Jared Thompson, a senior attorney with the Natural Resources Defense Council (NRDC), said that "the EPA’s request to jettison rules intended to keep drinking water safe from toxic PFAS forever chemicals is an attempted end run around the protections that Congress placed in the Safe Drinking Water Act."
"It is also alarming, given what we know about the health harms caused by exposure to these chemicals," Thompson added. "No one wants to drink PFAS. We will continue to defend these commonsense, lawfully enacted standards in court."
PFAS have myriad uses, from nonstick cookware to waterproof clothing to firefighting foam. Increasing use of forever chemicals has resulted in the detection of PFAS in the blood of nearly every person in the United States and around the world.
Approximately half of the U.S. population is drinking PFAS-contaminated water, “including as many as 105 million whose water violates the new standards,” according to the NRDC, which added that “the EPA has known for decades that PFAS endangers human health, including kidney and testicular cancer, liver damage, and harm to the nervous and reproductive systems.”
Betsy Southerland, a former director of the Office of Science and Technology in the EPA's Office of Water, said in a statement Friday:
The impact of these chemicals is clear. We know that this is significant for pregnant women who are drinking water contaminated with PFAS, because it can cause low birth weight in children. We know children have developmental effects from being exposed to it. We know there’s an increased incidence of cardiovascular disease and cancer with these chemicals.

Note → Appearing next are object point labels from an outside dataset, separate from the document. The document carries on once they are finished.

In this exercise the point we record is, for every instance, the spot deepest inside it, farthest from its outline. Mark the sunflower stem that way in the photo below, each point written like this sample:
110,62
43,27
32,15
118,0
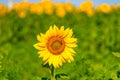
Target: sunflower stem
52,73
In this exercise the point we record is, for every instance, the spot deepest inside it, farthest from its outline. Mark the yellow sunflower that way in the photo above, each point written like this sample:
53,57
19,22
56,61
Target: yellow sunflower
55,46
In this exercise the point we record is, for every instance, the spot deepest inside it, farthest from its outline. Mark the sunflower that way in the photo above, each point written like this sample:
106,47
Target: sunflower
55,46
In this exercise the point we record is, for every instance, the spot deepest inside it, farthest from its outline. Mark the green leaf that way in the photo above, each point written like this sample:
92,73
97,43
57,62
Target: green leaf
117,54
61,76
39,78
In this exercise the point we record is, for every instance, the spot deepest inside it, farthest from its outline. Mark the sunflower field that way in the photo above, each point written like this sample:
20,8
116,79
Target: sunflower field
96,28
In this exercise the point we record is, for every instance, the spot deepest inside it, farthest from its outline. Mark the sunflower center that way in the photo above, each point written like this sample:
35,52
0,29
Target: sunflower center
56,45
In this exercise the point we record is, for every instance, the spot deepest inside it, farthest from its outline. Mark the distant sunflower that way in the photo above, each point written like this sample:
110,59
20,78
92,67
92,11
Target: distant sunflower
55,47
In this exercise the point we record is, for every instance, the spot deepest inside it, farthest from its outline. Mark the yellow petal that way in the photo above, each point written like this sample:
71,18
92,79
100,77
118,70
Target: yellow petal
71,45
70,40
70,33
70,50
40,46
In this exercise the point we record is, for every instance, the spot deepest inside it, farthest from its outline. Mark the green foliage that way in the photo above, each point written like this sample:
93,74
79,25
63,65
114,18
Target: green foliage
98,36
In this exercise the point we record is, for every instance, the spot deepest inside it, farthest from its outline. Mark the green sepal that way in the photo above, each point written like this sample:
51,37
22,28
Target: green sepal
117,54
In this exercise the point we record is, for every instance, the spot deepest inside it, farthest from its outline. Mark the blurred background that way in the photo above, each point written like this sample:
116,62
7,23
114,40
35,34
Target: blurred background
96,25
75,2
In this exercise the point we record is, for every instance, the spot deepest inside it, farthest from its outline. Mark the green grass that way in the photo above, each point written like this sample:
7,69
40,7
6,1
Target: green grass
98,36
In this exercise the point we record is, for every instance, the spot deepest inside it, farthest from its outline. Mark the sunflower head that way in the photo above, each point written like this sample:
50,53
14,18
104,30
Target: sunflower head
55,46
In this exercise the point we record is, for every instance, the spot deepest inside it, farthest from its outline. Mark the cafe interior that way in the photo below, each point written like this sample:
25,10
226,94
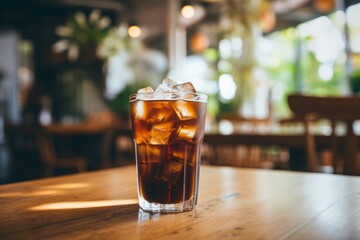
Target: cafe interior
266,147
282,79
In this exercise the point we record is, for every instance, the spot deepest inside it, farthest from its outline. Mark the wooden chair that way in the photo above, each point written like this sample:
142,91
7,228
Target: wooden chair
335,110
51,160
235,153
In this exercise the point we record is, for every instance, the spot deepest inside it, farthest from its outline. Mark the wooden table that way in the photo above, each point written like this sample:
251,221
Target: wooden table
233,203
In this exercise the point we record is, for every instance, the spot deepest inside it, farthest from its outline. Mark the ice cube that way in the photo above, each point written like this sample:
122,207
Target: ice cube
146,90
166,86
185,87
140,112
145,93
160,133
159,112
187,132
172,171
184,110
186,153
150,154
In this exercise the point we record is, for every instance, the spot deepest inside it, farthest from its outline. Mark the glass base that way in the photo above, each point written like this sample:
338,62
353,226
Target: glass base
166,208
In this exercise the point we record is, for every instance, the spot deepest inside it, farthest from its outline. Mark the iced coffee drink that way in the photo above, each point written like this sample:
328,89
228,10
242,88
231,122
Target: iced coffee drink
168,127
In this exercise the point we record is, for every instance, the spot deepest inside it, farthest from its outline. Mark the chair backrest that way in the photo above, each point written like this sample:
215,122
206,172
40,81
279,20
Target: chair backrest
335,109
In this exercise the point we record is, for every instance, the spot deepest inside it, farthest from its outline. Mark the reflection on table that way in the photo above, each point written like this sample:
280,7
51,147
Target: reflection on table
250,204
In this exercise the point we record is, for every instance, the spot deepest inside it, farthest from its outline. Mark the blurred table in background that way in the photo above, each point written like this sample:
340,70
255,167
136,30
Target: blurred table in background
277,135
96,141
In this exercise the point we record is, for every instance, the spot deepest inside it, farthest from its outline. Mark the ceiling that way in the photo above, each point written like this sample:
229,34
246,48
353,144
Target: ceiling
152,15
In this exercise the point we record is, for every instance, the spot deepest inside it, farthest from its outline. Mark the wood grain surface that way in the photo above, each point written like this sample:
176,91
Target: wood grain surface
233,203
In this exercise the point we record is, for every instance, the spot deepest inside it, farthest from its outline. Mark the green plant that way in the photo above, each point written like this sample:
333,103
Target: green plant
355,82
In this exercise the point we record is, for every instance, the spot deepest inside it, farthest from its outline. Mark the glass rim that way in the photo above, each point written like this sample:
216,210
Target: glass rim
174,96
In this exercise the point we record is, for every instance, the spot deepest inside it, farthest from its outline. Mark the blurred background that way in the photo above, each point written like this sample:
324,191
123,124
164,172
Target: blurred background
70,65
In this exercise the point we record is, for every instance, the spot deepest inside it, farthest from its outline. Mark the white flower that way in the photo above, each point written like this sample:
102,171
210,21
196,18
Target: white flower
61,45
104,23
94,16
73,52
80,19
63,31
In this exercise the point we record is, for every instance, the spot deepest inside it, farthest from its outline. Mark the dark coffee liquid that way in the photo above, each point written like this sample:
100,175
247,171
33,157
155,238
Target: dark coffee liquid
168,135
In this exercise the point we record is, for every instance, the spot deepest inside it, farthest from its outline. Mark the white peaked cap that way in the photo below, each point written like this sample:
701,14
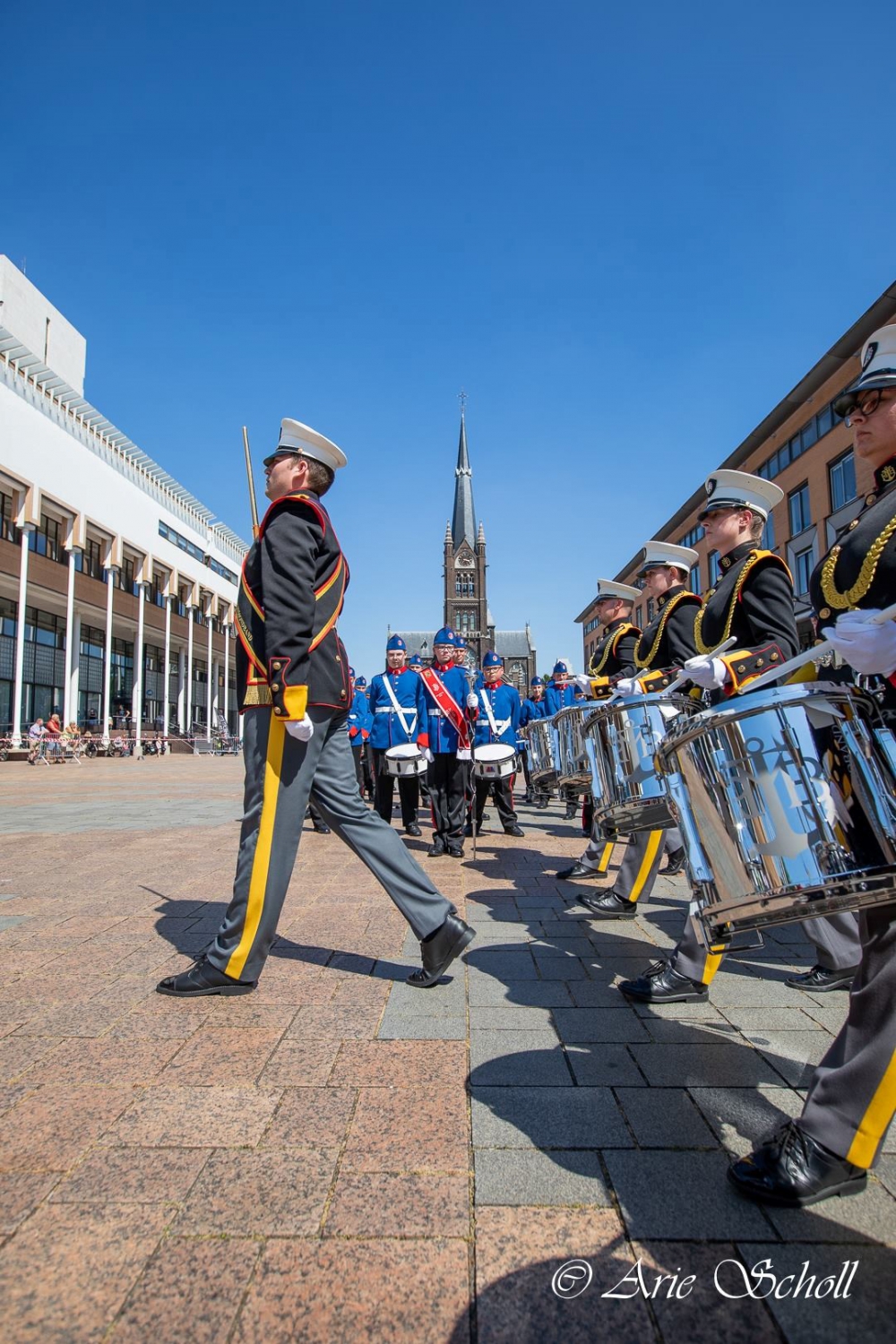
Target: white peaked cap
301,438
608,588
737,489
664,553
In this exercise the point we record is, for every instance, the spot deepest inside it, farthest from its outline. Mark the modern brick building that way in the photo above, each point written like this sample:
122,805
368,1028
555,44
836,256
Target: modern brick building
807,452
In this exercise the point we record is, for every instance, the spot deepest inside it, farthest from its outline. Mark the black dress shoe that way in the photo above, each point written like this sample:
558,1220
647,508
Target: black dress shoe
441,949
661,984
610,906
578,870
820,978
675,863
794,1169
203,978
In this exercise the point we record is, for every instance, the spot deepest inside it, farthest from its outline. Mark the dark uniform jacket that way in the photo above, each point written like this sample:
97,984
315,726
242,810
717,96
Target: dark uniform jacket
290,594
614,655
754,602
668,640
860,569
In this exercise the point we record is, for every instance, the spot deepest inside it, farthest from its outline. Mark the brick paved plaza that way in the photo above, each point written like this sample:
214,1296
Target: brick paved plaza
338,1158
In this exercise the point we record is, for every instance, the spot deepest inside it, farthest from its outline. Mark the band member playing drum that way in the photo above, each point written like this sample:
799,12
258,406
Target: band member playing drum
754,602
613,658
397,718
497,723
852,1096
667,642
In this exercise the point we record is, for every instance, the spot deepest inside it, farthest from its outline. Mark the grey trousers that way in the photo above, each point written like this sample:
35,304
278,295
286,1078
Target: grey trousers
280,776
852,1094
836,938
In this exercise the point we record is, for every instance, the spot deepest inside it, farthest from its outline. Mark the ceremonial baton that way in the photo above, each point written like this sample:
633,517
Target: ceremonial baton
817,650
252,486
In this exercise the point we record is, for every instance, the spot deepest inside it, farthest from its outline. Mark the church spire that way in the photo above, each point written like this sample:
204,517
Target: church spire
463,518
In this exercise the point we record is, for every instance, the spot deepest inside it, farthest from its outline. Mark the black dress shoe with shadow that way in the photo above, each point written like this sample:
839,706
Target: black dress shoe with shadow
440,951
610,906
201,980
662,984
821,980
793,1169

Two of the four chemicals targeted in this motion are the ones that we expect to be the most prevalent, and only increasing contamination in the future. With this rollback, those standards would be gone.
Responding to Thursday's developments, Environmental Advocates NY director of clean water Rob Hayes said that "the EPA’s announcement is a big win for corporate polluters and an enormous loss for New York families."
"Administrator Zeldin wants to strip clean water protections away from millions of New Yorkers, leaving them at risk of exposure to toxic PFAS chemicals every time they turn on the tap," he added. "New Yorkers will pay the price of this disastrous plan through medical bills—and deaths—tied to kidney cancer, thyroid disease, and other harmful illnesses linked to PFAS."
While Trump administration officials including Agriculture Secretary Brooke Rollins and Health and Human Services Secretary Robert F. Kennedy Jr. have claimed they want to "make America healthy again" by ending PFAS use, the EPA is apparently moving in the opposite direction. Between April and June of this year, the agency sought approval of four new pesticides considered PFAS under a definition backed by experts.
“What we’re seeing right now is the new generation of pesticides, and it’s genuinely frightening,” Nathan Donley, the environmental health science director at the Center for Biological Diversity, told Civil Eats earlier this week. “At a time when most industries are transitioning away from PFAS, the pesticide industry is doubling down. They’re firmly in the business of selling PFAS.”